The company participated in Anthropic’s $65 billion Series H round in May 2026, alongside SK Hynix and Micron, but unlike those firms, Samsung operates a foundry capable of producing advanced logic chips.

The talks focus on Samsung’s SF2 2nm process, which uses Gate-All-Around (GAA) nanosheet transistors for improved efficiency and density, and its advanced packaging technology, critical for high-bandwidth connections between logic and memory.

If successful, Anthropic would become a marquee client for Samsung Foundry, bolstering its bid to compete with TSMC, the current leader in advanced semiconductor manufacturing.

Industry Context

The move reflects a broader diversification trend in AI hardware.

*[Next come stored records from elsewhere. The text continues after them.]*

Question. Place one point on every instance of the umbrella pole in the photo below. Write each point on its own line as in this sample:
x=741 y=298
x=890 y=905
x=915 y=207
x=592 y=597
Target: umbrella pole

Nvidia currently controls about 74% of the AI chip market, but soaring GPU costs—H100 units sell for over $30,000 each—and supply constraints are driving AI labs to explore alternatives.

Custom inference chips could reduce Anthropic’s costs by 30–50%, while ensuring more predictable access to compute capacity.
  • OpenAI partnered with Broadcom for Jalapeño.
  • Google continues to scale its in-house TPUs.
  • Amazon offers Trainium and Inferentia chips via AWS.
  • Meta is exploring custom silicon but remains in early stages.

Risks and Challenges

Despite the promise, the project remains nascent.

Anthropic has not finalized specifications, prototypes, or a manufacturing timeline.
Consulting multiple chip design firms suggests it may outsource parts of the architecture.
Even if development proceeds, production-ready chips could be years away, leaving Anthropic reliant on Nvidia, Google, and Amazon in the near term.

Implications

If Anthropic and Samsung succeed, the partnership could mark a turning point in AI infrastructure.

For Anthropic, it means greater autonomy, lower costs, and tailored performance for Claude.

For Samsung, it offers a chance to secure a high-profile AI client and strengthen its position against TSMC.

For the industry, it signals a future where AI labs own their full stack—from silicon to software—reducing reliance on external suppliers.